Aggregation: Quantile#
This notebook explains the b-ary tree technique for releasing quantiles. Examples in this notebook will a dataset sampled from \(Exponential(\lambda=20)\).
[129]:
# privacy settings for all examples:
max_contributions = 1
epsilon = 1.
import numpy as np
data = np.random.exponential(20., size=1000)
bounds = 0., 100. # a best guess!
import seaborn as sns
sns.displot(data, kind="kde");
[130]:
# true quantiles
true_quantiles = np.quantile(data, [0.25, 0.5, 0.75])
true_quantiles.tolist()
[130]:
[5.342567934782284, 13.46163987459231, 27.466767771051295]

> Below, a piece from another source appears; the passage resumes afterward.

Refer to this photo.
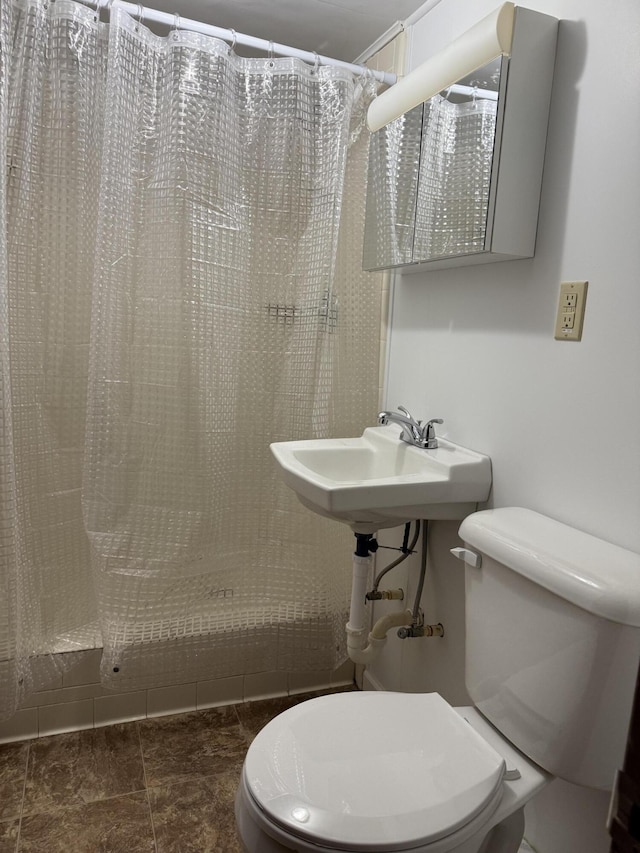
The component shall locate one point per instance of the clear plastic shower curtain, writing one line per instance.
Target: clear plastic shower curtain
(51, 73)
(178, 293)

Any constructors that have not completed the proof-writing and vetting process may still be accessed if you opt-in to “contrib”. Please contact us if you are interested in proof-writing. Thank you!
[131]:
import opendp.prelude as dp
dp.enable_features("contrib")
Quantile via Histogram#
One approach for releasing quantiles is to estimate the cumulative distribution via a histogram query.
The basic procedure for estimating an \(\alpha\)-quantile is as follows:
bin the data, and count the number of elements in each bin privately
divide the counts by the total to get the probability density of landing in each bin
sum the densities while scanning from the left until the sum is at least \(\alpha\)
interpolate the bin edges of the terminal bin
[132]:
quart_alphas = [0.25, 0.5, 0.75]
input_space = dp.vector_domain(dp.atom_domain(T=float)), dp.symmetric_distance()
def make_hist_quantiles(alphas, d_in, d_out, num_bins=500):
edges = np.linspace(*bounds, num=num_bins + 1)
bin_names = [str(i) for i in range(num_bins)]
def make_from_scale(scale):
return (
input_space >>
dp.t.then_find_bin(edges=edges) >> # bin the data
dp.t.then_index(bin_names, "0") >> # can be omitted. Just set TIA="usize", categories=list(range(num_bins)) on next line:
dp.t.then_count_by_categories(categories=bin_names, null_category=False) >>
dp.m.then_laplace(scale) >>
# we're really only interested in the function on this transformation- the domain and metric don't matter
dp.t.make_cast_default(dp.vector_domain(dp.atom_domain(T=int)), dp.symmetric_distance(), TOA=float) >>
dp.t.make_quantiles_from_counts(edges, alphas=alphas)
)
return dp.binary_search_chain(make_from_scale, d_in, d_out)
hist_quartiles_meas = make_hist_quantiles(quart_alphas, max_contributions, epsilon)
hist_quartiles_meas(data)
[132]:
[5.33, 13.411111111111111, 29.875]
A drawback of using this algorithm is that it can be difficult to choose the number of bins.
If the number of bins is chosen to be very small, then the postprocessor will need to sum fewer instances of noise before reaching the bin of interest, resulting in a better bin selection. However, the bin will be wider, so there will be greater error when interpolating the final answer.
If the number of bins is chosen to be very large, then the same holds in the other direction.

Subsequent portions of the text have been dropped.